Bedestan (Covered Market)

Located in Larissa Castle. It is registered under the Royal Decree of January 13, 1938 and registered in the Official Gazette of January 20, 1938, Number: 18/A. According to its charitable foundation registration and archive registrations, it was built by Turhanoğlu Gazi Ömer Bey in 1484 and between the years 1506 and 1507 (Halaçoğlu, 1974, p.92; Kiel, 1990, p.143).

Bedestans emerged with the founding of Ottoman Empire and can be viewed as examples of its commercial development. The merchants of the Ottoman period were divided into two groups; the traveling merchants and the settled merchants. The Bedestans were located in places where permanent merchants were located. The Bedestan also functioned as tax offices where product prices were arranged and exchanges and even taxes were collected. Officially commisioned people who determined the prices and collected the taxes were found in such places. This system allowed for the control of product pricing and black market practices.
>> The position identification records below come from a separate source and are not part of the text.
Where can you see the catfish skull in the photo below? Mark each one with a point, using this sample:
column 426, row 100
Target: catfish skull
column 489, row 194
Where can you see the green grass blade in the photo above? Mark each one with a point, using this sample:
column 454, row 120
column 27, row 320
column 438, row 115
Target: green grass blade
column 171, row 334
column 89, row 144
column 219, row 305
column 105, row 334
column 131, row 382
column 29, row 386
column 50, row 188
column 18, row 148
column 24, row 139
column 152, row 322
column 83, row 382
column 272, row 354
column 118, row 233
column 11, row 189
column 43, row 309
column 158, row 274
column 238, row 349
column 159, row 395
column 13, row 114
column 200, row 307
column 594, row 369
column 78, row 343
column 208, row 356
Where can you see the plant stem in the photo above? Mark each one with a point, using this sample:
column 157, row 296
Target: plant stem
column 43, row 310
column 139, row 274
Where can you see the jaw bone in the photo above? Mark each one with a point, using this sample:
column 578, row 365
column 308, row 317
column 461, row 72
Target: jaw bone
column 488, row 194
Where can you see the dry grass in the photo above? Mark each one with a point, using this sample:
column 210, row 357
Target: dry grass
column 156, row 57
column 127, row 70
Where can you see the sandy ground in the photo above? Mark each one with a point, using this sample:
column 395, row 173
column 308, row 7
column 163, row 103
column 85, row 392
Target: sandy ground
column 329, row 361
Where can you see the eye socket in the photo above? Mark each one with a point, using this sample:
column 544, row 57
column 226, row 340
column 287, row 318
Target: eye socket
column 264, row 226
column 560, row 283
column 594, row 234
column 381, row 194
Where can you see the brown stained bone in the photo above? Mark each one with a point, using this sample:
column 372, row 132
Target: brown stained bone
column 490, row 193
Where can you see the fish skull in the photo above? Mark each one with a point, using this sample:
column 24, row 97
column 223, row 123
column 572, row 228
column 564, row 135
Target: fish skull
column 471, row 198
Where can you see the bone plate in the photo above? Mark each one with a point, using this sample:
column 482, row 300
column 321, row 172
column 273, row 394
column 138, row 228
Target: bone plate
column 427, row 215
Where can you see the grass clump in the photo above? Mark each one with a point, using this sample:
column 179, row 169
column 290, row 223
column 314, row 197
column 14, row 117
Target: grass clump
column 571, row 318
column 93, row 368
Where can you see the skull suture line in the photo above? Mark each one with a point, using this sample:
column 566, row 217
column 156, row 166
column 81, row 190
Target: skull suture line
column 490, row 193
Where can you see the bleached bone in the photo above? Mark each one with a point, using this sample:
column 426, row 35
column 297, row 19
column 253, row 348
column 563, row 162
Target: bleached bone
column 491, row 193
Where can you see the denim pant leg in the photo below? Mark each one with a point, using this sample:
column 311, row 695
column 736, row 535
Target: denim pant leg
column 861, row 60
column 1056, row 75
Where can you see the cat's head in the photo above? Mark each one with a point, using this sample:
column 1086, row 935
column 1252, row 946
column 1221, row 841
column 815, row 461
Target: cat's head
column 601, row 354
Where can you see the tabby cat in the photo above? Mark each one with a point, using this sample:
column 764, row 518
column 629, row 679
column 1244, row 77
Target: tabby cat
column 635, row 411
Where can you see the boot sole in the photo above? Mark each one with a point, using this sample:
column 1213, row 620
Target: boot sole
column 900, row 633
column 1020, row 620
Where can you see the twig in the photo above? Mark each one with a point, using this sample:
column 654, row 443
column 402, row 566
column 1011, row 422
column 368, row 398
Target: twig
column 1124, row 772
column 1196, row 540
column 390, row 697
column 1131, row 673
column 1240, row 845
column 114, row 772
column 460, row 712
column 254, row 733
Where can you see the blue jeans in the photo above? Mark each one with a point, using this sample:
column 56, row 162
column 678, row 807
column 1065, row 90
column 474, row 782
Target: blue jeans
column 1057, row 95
The Bedestan formed the core of the markets and bazaars. They were places like today’s shopping malls where almost every type of product could be found. Some of the Bedestans were the centre of certain commercial sections such as silversmiths, silk dealers, carpet stores, spice sellers, herbalists and book shops. Some products such as fruits, vegetables, cereals and salt and other necessary products such firewood and coal were traded at these markets. Besides these businesses there were various manufacturing trades that met other needs, such as the tanning-pits, dyehouses, oil stores, cookery, pottery, needle makers and feed production.

Evliya Çelebi had this to say concerning the Bedestan at Larissa:

"There is a Bedestan in the middle of the city, within the market and the bazaar. It looks like a castle with a stone cupola and four iron gates, as if it is the shelter of the city. There are rich merchants in it and they sell valuable materials and products" (VIII, 1966, p.42).  

The Larissa Bedestan (20.20 mt. x 30.15 mt.) was built on an east-west plan in a rectangular shape. Originally it had six domed sections but the roof has collapsed. It has four gates that close off the 1.5 mt. thick walls. Its internal measurements are 17 mt. x 27 mt. (Kiel, 1990, p.144). The structure was made of cut stone and brick. It can be seen that the upper parts of the walls have been repaired using rubble. These restoration studies were estimated during our examination (Palyoungas II, 2007, p.764- 777).